Background: Soft tissue sarcoma is a rare and highly heterogeneous tumor in clinical practice. Pathological grading of the soft tissue sarcoma is a key factor in patient prognosis and treatment planning while the clinical data of soft tissue sarcoma are imbalanced. In this paper, we propose an effective solution to find the optimal imbalance machine learning model for predicting the classification of soft tissue sarcomas data.
Methods: In this paper, a large number of features are first obtained based on T1WI images using the radiomics methods. Then, we explore the combinations of different sampling techniques, feature selection methods, and classification algorithms, and get nine imbalance machine learning models based on the above features. The receiver operating characteristic curve model is used to evaluate the performance of these nine methods on predicting the pathological grade of soft tissue sarcoma.

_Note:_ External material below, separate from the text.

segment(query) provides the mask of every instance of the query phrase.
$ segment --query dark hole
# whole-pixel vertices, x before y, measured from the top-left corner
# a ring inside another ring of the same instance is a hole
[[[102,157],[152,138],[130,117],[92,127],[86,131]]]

Results: The experimental results show that the combination of extremely randomized trees classification algorithm using random oversampling examples (ROSE) and the recursive feature elimination technique performs best compared to other combination methods. The receiver operating characteristic area under the curve, accuracy, sensitivity, specificity and G-mean of this method for predicting high-grade versus low-grade soft tissue sarcoma are 0.9457, 94.61%, 93.55%, 95.59% and 0.9456, respectively.
Conclusion: Preoperative predicting pathological grade of soft tissue sarcomas in an accurate and noninvasive manner is essential. Our proposed machine learning method can make a positive contribution to solving the imbalanced data classification problem, which can favorably support the development of personalized treatment plans for soft tissue sarcoma patients.